Not surprisingly, it is also featured in social psychology textbooks.
Gilovich, Keltner, Chen, and Nisbett (2019) write “automatic and controlled processes can result in quite different attitudes in the same person toward members of outgroups” (Devine, 1989a, 1989b; Devine, Montehith, Zuwerink, Elliot, 1991; Devine, Forscher, Austin, & Cox, 2012; Devine, Plant, Amodio, Harmon-Jones, & Vance, 2002)” (p. 15).
Myers and Twenge (2018) write “Patricia Devine and her colleagues (1989, 2012; Forscher et al., 2015) report that people low and high in prejudice sometimes have similar automatic (unintentional) prejudicial responses. The result: Unwanted (dissonant) thoughts and feelings often persist. Breaking the prejudice habit is not easy” (p. 258).
The idea that individuals can have different conscious and unconscious aspects of personality goes back to old psychoanalytic theories. However, social psychologists claim that they have scientific evidence to support this claim.

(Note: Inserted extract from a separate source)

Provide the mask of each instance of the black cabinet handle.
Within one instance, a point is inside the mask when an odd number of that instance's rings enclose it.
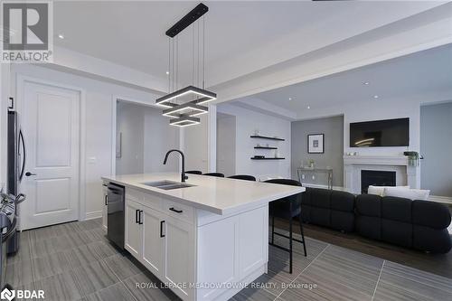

“A great many studies have shown that stimuli presented outside of awareness can prime a schema sufficiently to influence subsequent information processing (Bargh, 1996; Debner & Jacoby, 1994; Devine, 1989b; Draine & Greenwald, 1998; Ferguson, 2008; Ferguson, Bargh, & Nayak, 2005; Greenwald, Klinger, & Liu, 1989; Klinger, Burton, & Pitts, 2000; Lepore & Brown, 1997; Welsh & Ordonez, 2014)” (Gilovich et al., p. 122).
Gilovich et al. (1989) give a detailed description of Devine’s study on pages 391 and 392.
Patricia Devine (1989b) examined the joint operation of these automatic and controlled processes by investigating the schism that exists for many people between their knowledge of racial stereotypes and their own beliefs and attitudes toward those same groups. More specifically, Devien sought to demonstrate that what separates prejudiced and nonprejudiced people is not their knowledge of derogatory stereotypes, but whether they resist those stereotypes. To carry out her investigation, Devine relied on the distinction between controlled processes, which we direct more consciously, and automatic processes, which we do not consciously control. The activation of stereotypes is typically an automatic process; thus, stereotypes can be triggered even if we don’t want them to be. Even a nonprejudiced person will, under the right circumstances, access an association between say, Muslims and fanaticism, blacks and criminality, and WASPs and emotional repression, because those associations are present in our culture. Whereas a bigot will endorse or employ such stereotypes, a non-prejudiced person will employ more controlled cognitive processes to discard or suppress them – or at least try to.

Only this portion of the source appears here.